As vibrators began to become more and more readily available to consumers and less industrially aesculapian, the notion that orgasms were exclusively used for treatment began to fade. More and more advertisements announced the devices as useful for pleasure and recreation, and women became involved in design and research: “Created by a woman who knows what a woman needs” (an advertisement that particularly thrilled me as I thought about all of the ways in which said woman might have done her investigating). By the 70s, (the most recent vibrators the museum have are ones from the 1960s-70s, including the Relax-o-cizer, which famously made an appearance in Peggy Olson’s advertising cue in the “Indian Summer” episode of Mad Men), vibrators had taken a more practical and recreational function.

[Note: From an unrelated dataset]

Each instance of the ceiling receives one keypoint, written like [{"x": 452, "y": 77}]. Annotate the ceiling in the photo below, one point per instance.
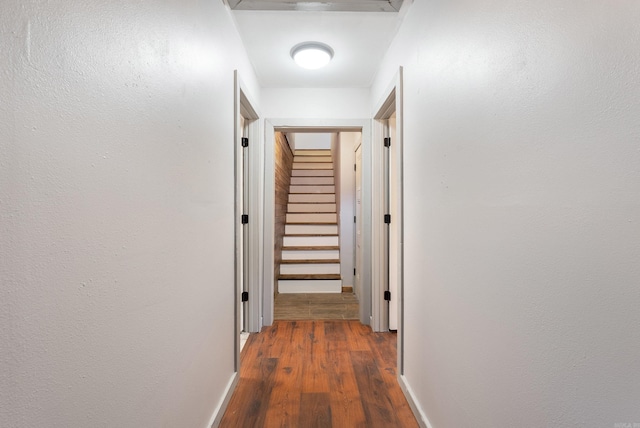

Ditching the old notion of vibrating for mental health, these toys were now advertised as valuable health, beauty, and weight-loss tools that would increase circulation, help a custom shed unwanted weight (side note:I am not, in any way, condoning dieting, weight loss, or fatphobia), and promote a healthy complexion. “The vibrator was later marketed as a home appliance in women's magazines and mail order catalogs. Ads proffering "health, vigor and beauty" promoted the vibrator as a health aid. By the 1920s, doctors had abandoned hands-on physical treatments for hysteria in favor of psychotherapeutic techniques. But vibrators continued to have an active commercial life in which they were marketed (much like snake oil) as cure-alls for ills ranging from headaches and asthma to "fading beauty" and even tuberculosis!” Though standards of beauty are another, separate form of oppression, at least the crux of the later waves of advertisement were centered around pleasure.
The Antique Vibrator Museum, though small and working within the confines of San Franciscan high rent prices, does a wonderful job of providing a survey of historic vibrators from the 1800s-1970s, along with glimpses into the contexts and cultures of the times. Featured in such movies and documentaries as Hysteria, starring Maggie Gyllenhaal, and “Passion and Power: The Technology of the Orgasm”, the museum is making the press as not only an informative epicenter of information about how and why orgasms have been stigmatized for the last few centuries, but also as erotic tourist destinations. A great place to spend an afternoon alone, with a group of friends, or on a date, the Antique Vibrator Museum is worth exploring.
*Broken hearts are a legitimate cause of death. I’m just being callous to prove a point.